WanderlustPA Posted November 6, 2016 Author I'm not sure what my average patients per day would be, but I've seen as much as 31 in a day, and as little as 6 (on a half-day). Probably average around 15. Reimbursement is higher than average because an SP signs off on every note, and apparently that allows them to bill at the same rate as a physician, as far as I understand. Total collections for year one $550k.
marktheshark89 Posted November 6, 2016 Huntstyle- a physician signing the chart does NOT allow them to bill under the physicians name. In fact there are very few circumstances through which a PA visit can be billed under a physician. Get that corrected quickly in your practice or you could be in trouble for fraud if caught. Here is a basic guideline review.... A PA can bill under the physician if: Services are provided in a physician’s office or physician’s clinic. The physician sees the Medicare patient on the initial visit and establishes a diagnosis and treatment plan. The PA sees the patient on the follow-up visit. For established Medicare patients with a new problem, the physician sees the Medicare patient first for the new problem and establishes a diagnosis and treatment plan. The PA sees the patient on the follow-up visit. The physician is on site, within the suite of offices. The physician continues to see the patient at a frequency that reflects ongoing management of the patient’s care. Services are within the PA’s state law scope of practice. If any of these are not met, PAs should bill Medicare with the PA’s NPI, as rendering provider, with reimbursement at 85 percent. Some private insurance companies follow these rules and in others they will reimburse the same regardless of the provider type. In any situation though, to my knowledge, all billing should be under your name only unless all of the above are met.!

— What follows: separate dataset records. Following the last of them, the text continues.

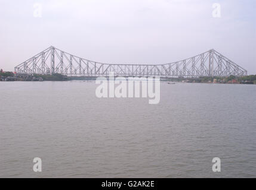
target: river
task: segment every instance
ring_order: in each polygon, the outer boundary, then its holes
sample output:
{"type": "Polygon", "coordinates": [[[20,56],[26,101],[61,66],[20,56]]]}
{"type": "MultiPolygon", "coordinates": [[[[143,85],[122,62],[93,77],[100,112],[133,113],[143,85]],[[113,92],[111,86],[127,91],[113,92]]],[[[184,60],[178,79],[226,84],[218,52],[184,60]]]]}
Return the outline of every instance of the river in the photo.
{"type": "Polygon", "coordinates": [[[256,178],[256,85],[163,82],[156,104],[97,86],[0,82],[0,177],[256,178]]]}

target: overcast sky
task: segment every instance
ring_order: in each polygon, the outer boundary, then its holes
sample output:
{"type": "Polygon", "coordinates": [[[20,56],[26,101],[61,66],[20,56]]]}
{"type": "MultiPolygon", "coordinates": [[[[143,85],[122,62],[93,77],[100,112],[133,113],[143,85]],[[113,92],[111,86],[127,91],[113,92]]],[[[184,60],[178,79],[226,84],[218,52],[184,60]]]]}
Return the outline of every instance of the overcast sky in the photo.
{"type": "Polygon", "coordinates": [[[5,71],[53,45],[113,64],[168,63],[214,48],[256,74],[255,0],[0,0],[0,23],[5,71]]]}

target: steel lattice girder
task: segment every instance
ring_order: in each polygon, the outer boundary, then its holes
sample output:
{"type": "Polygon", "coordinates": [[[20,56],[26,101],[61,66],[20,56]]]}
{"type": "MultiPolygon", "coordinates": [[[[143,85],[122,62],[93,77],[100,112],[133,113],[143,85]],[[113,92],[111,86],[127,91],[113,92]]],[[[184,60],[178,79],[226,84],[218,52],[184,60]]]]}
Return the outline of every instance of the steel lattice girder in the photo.
{"type": "Polygon", "coordinates": [[[244,76],[247,71],[214,49],[162,65],[110,64],[81,58],[51,46],[15,67],[18,74],[67,76],[158,76],[195,78],[244,76]]]}

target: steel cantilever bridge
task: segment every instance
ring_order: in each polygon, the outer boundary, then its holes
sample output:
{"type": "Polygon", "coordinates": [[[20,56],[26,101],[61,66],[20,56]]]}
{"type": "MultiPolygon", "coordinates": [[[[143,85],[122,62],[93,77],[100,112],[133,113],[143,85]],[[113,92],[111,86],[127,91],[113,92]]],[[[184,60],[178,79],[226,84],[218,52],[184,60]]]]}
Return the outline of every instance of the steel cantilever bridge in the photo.
{"type": "Polygon", "coordinates": [[[198,78],[243,76],[247,71],[211,49],[180,61],[162,65],[111,64],[81,58],[51,46],[15,67],[17,74],[58,73],[69,77],[115,76],[198,78]]]}

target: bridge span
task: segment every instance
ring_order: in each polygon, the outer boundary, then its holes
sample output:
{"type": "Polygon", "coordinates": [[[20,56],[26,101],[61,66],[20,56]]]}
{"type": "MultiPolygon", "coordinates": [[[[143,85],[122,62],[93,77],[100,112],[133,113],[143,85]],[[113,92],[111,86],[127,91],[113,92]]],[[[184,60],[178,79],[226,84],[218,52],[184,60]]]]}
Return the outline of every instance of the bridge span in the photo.
{"type": "Polygon", "coordinates": [[[180,61],[164,64],[112,64],[90,61],[50,46],[15,67],[17,74],[58,73],[68,77],[201,77],[244,76],[247,71],[214,49],[180,61]]]}

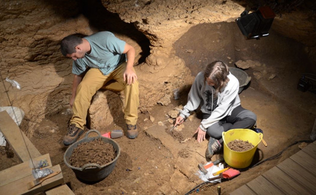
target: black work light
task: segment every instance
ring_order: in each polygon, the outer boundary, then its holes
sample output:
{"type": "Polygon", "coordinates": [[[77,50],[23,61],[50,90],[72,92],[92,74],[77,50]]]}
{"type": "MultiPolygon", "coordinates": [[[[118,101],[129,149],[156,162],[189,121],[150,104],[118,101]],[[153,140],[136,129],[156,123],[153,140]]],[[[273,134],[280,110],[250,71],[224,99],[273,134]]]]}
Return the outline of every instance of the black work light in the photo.
{"type": "Polygon", "coordinates": [[[236,22],[243,35],[247,39],[256,38],[269,35],[268,31],[275,15],[268,6],[261,7],[255,12],[248,14],[245,10],[237,18],[236,22]]]}

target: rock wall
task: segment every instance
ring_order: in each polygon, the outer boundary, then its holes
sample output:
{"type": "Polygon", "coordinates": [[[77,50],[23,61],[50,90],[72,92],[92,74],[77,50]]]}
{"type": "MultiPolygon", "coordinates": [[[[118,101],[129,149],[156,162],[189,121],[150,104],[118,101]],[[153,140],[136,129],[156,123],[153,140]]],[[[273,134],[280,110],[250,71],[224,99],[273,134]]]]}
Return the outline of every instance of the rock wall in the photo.
{"type": "MultiPolygon", "coordinates": [[[[83,2],[0,2],[0,73],[4,84],[0,85],[0,106],[12,104],[23,110],[30,135],[46,115],[69,108],[73,76],[71,60],[60,53],[60,40],[69,35],[88,35],[111,29],[96,28],[96,21],[100,23],[106,19],[91,18],[83,14],[87,9],[83,2]],[[7,77],[18,82],[21,90],[5,81],[7,77]]],[[[140,83],[141,110],[150,109],[166,95],[172,94],[174,89],[181,89],[191,83],[194,78],[190,70],[173,50],[173,44],[181,35],[199,24],[234,21],[245,7],[239,1],[101,2],[102,4],[92,3],[99,2],[96,0],[89,3],[96,5],[96,9],[105,7],[117,13],[127,26],[133,23],[150,42],[150,54],[144,62],[135,64],[140,83]]],[[[277,16],[275,28],[286,36],[310,44],[310,52],[315,53],[315,43],[306,41],[315,37],[314,15],[300,13],[277,16]],[[301,22],[302,18],[303,22],[301,22]],[[284,30],[285,24],[286,28],[293,29],[293,33],[284,30]]],[[[129,36],[128,28],[123,31],[126,33],[116,34],[135,47],[137,60],[143,57],[143,46],[129,36]]]]}

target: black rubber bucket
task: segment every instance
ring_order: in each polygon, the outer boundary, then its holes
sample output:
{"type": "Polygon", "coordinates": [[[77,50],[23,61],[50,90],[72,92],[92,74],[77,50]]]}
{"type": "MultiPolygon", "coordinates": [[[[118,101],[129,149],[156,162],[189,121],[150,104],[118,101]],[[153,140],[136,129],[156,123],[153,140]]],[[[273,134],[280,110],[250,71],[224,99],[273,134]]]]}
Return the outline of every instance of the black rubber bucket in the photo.
{"type": "Polygon", "coordinates": [[[229,67],[229,69],[230,72],[239,81],[239,89],[238,93],[240,93],[244,90],[244,88],[248,85],[251,80],[251,77],[248,76],[247,73],[241,69],[234,67],[229,67]]]}
{"type": "Polygon", "coordinates": [[[65,164],[71,168],[76,176],[79,179],[89,182],[95,182],[101,181],[107,177],[114,169],[115,164],[121,152],[121,148],[116,142],[113,140],[101,136],[100,132],[97,130],[91,129],[87,132],[86,136],[82,139],[71,144],[67,149],[64,156],[65,164]],[[92,132],[96,133],[97,137],[88,137],[88,135],[92,132]],[[85,165],[82,167],[78,168],[73,167],[69,163],[69,159],[71,156],[74,149],[78,145],[82,142],[89,143],[96,139],[100,138],[105,143],[112,144],[116,151],[116,157],[112,161],[105,165],[100,165],[96,163],[89,163],[85,165]]]}

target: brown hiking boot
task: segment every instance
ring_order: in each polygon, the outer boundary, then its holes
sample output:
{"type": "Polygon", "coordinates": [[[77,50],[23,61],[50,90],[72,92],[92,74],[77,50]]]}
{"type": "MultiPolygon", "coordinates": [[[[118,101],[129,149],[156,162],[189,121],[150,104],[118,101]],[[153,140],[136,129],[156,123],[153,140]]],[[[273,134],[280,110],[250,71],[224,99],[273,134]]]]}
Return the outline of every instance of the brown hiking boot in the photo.
{"type": "Polygon", "coordinates": [[[64,145],[68,146],[74,142],[83,133],[83,130],[76,127],[74,124],[70,125],[68,127],[67,135],[64,137],[64,145]]]}
{"type": "Polygon", "coordinates": [[[211,158],[214,154],[218,154],[222,151],[223,149],[222,144],[217,140],[212,137],[210,138],[207,148],[205,152],[205,157],[208,161],[211,160],[211,158]]]}
{"type": "Polygon", "coordinates": [[[138,130],[136,125],[129,125],[127,126],[127,137],[130,139],[134,139],[138,135],[138,130]]]}

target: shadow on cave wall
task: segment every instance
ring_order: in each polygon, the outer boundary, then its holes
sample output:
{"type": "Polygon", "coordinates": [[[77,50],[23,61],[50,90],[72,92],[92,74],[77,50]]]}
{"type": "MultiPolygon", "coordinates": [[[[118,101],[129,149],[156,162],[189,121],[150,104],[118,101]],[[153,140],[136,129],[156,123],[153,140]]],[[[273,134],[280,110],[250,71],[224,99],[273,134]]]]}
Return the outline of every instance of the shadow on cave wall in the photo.
{"type": "Polygon", "coordinates": [[[100,0],[41,0],[42,3],[52,7],[65,20],[82,14],[88,19],[90,28],[95,31],[109,31],[134,40],[142,49],[138,64],[144,62],[150,54],[150,42],[145,35],[137,30],[133,23],[125,22],[118,14],[108,11],[100,0]]]}

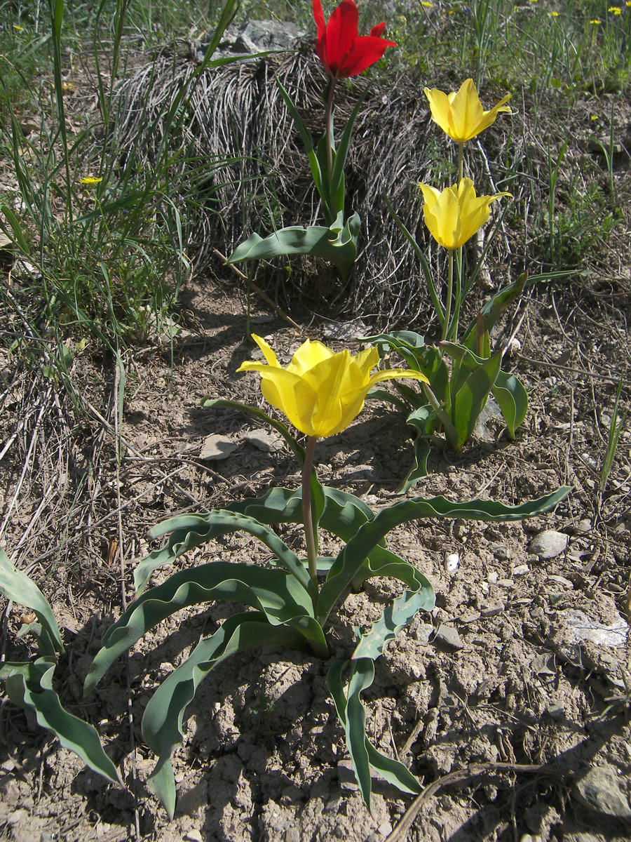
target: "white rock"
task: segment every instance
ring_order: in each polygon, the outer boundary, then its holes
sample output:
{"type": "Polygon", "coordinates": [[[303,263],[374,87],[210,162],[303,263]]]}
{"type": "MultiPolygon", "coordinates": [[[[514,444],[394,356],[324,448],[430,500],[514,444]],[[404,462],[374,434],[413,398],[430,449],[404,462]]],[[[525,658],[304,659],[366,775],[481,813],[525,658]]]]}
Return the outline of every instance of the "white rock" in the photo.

WanderlustPA Posted November 6, 2016 Author I'm not sure of the specifics, but they've been doing it this way for years. I'm sure they're within the laws. I rarely see Medicare patients, it's almost all private insurance because we only started accepting Medicare (and only for our established patients aging into it) this year. Anyway, that's another topic.
marktheshark89 Posted November 6, 2016 ...Deleted for another topic. I just am finishing my first year and will have made around 25% of collections, though my collections are less than yours. I don't know of many resources other than AAPA but have seen employers use a formula such as a base salary + 20-30% of collections beyond 2.5x your base salary for more experienced providers in primary care.